3 Replies Latest reply on Oct 3, 2015 6:53 AM by shatruddha

    WWD-Thread stalls

    natwati

      We are using a murata SN8000 module connected via SPI mode 0 operating with 25Mhz to a cortex m3 lpc1837. We are using a WWD ported from the SDK 3.1.2 (including matching patch from murata). We are using a custom  PCB with SPI Flash, SDRAM, MSU and SN8000. The MCU is operating with 180MHz. We are using an older version of freertos and LWIP (not taken from the SDK). The SPI interrupt has the second highest interrupt priority and SPI DMA has the highest interrupt priority. The wwd task has the highest priority as a task. There should be no long interrupt processing during the test.

       

      We have experienced rare cases where WLAN communication stops when continuously under heavy load.

       

      In some cases the driver thread stalls in the line "result = host_rtos_get_semaphore( &wwd_transceive_semaphore, (uint32_t) WWD_THREAD_POLL_TIMEOUT, WICED_FALSE );" of wwd_thread_func(). Interrupt line can be high or low in this case.

       

      In other cases the driver reported " Received a packet with a frametag which is wrong" or "gSPI underflow - packet size will be wrong".

       

       

      After a modification to wwd_thread's wwd_sdpcm_process_rx_packet() function which ensures the driver never runs out of RX buffers the problem occures less frequently (after 8 - 70 hours). We now simply drop data for network stack if too many packets are queued.

       

      Another test case that sends and receives ethernet frame without use of a network stack showed that the driver runs into errors after 3 to 10 minutes of operation when RX buffers are not freed.

       

      Is there any specification for how long RX buffers might be unavailable without interfering with operation?

      Are there any known issues when running out of RX buffers?

       

       

       

      For the cases in which wwd_thread stops in the line "result = host_rtos_get_semaphore( &wwd_transceive_semaphore, (uint32_t) WWD_THREAD_POLL_TIMEOUT, WICED_FALSE );" of wwd_thread_func() the comment for the functions wwd_thread_func() indicates that interrupts could be missed.

       

      > *  It simply calls @ref wwd_thread_poll_all to send/receive all waiting packets, then goes

      > *  to sleep.  The sleep has a 100ms timeout, causing the send/receive queues to be

      > *  checked 10 times per second in case an interrupt is missed.

       

      In SDK 3.3.1 the timeout became override able:

       

      #ifndef WWD_THREAD_POLL_TIMEOUT

      #define WWD_THREAD_POLL_TIMEOUT      (NEVER_TIMEOUT)

      #endif

       

      In some of the error cases we saw the interrupt line was still high when the bus was disabled and therefore an edge interrupt was never triggered again.

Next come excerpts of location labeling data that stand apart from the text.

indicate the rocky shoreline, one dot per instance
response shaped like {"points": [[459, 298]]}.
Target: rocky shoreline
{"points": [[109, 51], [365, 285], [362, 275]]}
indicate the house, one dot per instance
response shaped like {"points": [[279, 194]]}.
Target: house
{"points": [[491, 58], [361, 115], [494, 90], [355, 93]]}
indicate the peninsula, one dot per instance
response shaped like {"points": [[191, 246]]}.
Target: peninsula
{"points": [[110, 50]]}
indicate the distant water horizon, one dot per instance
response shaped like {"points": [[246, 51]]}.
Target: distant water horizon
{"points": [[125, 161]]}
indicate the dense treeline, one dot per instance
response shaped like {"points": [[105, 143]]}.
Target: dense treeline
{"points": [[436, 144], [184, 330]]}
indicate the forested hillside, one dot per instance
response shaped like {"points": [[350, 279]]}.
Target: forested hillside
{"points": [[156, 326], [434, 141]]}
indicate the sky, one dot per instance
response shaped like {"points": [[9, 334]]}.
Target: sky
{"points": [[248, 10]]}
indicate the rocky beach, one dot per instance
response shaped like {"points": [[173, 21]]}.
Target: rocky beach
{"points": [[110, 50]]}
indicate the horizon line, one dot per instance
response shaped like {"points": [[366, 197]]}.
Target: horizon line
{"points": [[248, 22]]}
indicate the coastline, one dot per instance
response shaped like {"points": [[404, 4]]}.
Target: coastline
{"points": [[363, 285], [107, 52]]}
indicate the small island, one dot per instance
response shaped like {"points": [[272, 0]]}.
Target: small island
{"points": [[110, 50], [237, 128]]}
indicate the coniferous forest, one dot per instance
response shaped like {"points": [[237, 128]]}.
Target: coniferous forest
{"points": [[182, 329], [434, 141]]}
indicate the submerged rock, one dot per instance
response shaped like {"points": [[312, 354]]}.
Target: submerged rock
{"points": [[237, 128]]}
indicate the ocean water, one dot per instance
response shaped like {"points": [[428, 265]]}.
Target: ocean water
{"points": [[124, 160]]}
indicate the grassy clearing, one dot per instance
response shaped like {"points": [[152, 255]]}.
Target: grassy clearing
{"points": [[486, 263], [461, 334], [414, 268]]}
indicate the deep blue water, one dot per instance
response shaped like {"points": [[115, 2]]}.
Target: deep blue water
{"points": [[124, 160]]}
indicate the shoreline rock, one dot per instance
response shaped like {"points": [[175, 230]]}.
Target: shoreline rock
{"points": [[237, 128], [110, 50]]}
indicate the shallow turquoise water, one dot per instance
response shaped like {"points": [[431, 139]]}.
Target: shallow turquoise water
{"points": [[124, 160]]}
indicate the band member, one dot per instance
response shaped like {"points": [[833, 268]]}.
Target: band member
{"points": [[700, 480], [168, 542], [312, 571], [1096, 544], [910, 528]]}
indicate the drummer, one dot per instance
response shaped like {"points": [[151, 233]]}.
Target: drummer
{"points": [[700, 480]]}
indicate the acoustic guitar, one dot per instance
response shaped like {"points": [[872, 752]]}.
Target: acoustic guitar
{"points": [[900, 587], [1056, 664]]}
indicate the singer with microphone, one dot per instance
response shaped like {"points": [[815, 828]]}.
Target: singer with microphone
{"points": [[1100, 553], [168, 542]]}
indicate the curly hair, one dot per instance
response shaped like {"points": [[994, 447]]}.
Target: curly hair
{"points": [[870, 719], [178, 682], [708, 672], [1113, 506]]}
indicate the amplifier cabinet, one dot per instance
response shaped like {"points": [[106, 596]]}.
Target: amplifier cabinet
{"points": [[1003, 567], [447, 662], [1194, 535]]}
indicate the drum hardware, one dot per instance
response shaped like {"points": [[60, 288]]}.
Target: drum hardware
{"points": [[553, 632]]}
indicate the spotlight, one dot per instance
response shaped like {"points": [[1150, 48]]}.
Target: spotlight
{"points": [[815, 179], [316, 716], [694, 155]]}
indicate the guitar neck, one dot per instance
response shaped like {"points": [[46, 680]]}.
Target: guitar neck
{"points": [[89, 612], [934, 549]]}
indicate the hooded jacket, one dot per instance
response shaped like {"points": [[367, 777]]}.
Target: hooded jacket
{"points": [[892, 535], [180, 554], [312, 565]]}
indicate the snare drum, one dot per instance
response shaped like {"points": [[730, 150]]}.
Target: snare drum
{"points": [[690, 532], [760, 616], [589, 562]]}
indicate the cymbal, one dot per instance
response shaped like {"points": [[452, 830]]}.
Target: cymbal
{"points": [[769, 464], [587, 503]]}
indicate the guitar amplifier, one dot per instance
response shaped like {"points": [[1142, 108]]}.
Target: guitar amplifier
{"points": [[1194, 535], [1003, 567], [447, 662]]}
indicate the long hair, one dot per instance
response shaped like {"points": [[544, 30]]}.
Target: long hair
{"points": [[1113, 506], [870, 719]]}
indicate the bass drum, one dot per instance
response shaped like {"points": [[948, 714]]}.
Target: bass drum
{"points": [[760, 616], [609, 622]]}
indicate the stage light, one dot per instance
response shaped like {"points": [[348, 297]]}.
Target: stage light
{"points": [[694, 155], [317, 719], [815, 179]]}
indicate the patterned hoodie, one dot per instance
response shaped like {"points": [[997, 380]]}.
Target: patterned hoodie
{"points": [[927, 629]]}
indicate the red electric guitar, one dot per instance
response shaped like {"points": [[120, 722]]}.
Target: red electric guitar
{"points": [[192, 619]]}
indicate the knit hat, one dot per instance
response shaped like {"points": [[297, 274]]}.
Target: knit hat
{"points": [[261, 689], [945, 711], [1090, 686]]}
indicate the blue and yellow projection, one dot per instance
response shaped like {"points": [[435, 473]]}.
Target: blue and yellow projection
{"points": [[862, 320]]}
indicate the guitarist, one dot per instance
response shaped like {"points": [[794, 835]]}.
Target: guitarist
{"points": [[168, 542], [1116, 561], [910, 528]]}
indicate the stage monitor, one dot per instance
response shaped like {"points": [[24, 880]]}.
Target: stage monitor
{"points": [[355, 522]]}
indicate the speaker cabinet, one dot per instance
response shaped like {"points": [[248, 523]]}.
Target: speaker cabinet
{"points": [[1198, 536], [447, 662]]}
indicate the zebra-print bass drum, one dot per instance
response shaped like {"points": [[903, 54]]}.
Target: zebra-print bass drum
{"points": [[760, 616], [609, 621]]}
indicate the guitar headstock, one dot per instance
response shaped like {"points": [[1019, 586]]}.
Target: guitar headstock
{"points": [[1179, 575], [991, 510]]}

      In the other code path the 100ms timeout should prevent the problem.

      Is there a known problem with missed interrupts in the path where the bus is disabled?

        • 1. Re: WWD-Thread stalls
          shatruddha

          I'm having similar issue, where i suspect that wwd thread stalls. everything else is running.  Device goes in a deadlock and doesnot recover from it unless restarted physically.

          This problem occurs to me after hours of operation and device is under stress test for communication data. 

          • 2. Re: WWD-Thread stalls
            grga

            We will try to reproduce this in house. Any other data you have to reproduce it would be helpful.

            • 3. Re: WWD-Thread stalls
              shatruddha

              Similar issue occured to when I tried to start the device as softAP and it fails. on failure, I retry

              while (wiced_network_up(WICED_AP_INTERFACE,
              WICED_USE_INTERNAL_DHCP_SERVER, &ap_ip_settings)
              != WICED_SUCCESS) {
              MYLOG(("trying to start as access point"));
              wiced_rtos_delay_milliseconds(1000);
              }

               

              Here also it retires 6-7 times and than hangs. I faced this one a number of times, but never gave it any heed, now that I faced similar problem in networking thread, I recollected it being same issue.

              I think some queue (because i noticed this 6-7 number everytime) is getting overflowed and after that device stalls, I'm not sure though.